Before you head to the doctor, get the facts on Gastric Band procedures.

  1. How overweight do I need to be for my insurance to approve me for this surgery?
  2. I heard that you have to go on a diet before your insurance will cover your gastric band surgery?
  3. If my doctor writes letter to my insurance company, am I guaranteed to receive coverage for gastric banding?
  4. I have Medicare, will they cover my procedure?
  5. My insurance company will not cover the total cost of the procedure, what should I do?

 

  1. You need to be beyond overweight. An obese individual has a BMI of 30 or more. The gastric banding procedure is indicated only for those who are morbidly obese. Typical insurance guidelines require a patient to have a BMI (Body Mass Index) over 40. A BMI as low as 35 will be considered if you suffer from another serious medical condition such as diabetes. Other medical comorbidities may include hypertension, sleep apnea and others.
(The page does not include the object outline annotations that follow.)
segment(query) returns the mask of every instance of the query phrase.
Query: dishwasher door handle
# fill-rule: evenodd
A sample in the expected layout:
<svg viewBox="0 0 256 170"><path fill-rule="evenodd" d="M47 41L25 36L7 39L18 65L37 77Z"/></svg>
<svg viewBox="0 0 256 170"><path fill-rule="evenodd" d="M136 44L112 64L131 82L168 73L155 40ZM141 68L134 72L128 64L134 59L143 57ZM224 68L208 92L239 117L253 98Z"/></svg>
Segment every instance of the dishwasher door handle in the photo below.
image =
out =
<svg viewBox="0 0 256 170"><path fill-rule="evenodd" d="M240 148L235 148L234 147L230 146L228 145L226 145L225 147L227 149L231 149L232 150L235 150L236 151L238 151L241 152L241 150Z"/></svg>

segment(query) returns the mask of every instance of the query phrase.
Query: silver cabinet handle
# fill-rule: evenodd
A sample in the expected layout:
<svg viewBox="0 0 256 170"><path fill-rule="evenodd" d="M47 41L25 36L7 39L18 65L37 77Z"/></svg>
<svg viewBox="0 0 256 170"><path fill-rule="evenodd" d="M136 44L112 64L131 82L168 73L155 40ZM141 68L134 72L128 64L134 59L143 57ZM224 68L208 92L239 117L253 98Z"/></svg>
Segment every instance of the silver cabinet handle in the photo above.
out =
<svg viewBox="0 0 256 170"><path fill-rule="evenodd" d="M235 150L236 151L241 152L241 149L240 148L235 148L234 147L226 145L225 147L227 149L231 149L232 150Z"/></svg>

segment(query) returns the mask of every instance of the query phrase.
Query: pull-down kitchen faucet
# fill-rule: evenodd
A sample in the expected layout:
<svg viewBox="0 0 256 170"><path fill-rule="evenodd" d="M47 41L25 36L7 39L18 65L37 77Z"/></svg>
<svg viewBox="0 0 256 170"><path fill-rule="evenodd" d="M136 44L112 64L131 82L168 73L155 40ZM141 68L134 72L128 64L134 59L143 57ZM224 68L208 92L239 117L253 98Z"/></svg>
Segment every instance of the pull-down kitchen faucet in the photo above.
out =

Your surgeon can determine if you are at risk for any of these serious ailments.
  2. Your insurance company wants to know that you've tried to lose weight without medical intervention first.
  3. Your insurance company will require a written letter from your doctor outlining the medical necessity of this procedure.
  4. Medicare will cover gastric banding, but you must be considered morbidly obese and meet other requirements.
  5. You can always try financing the remaining portion of your gastric band expenses.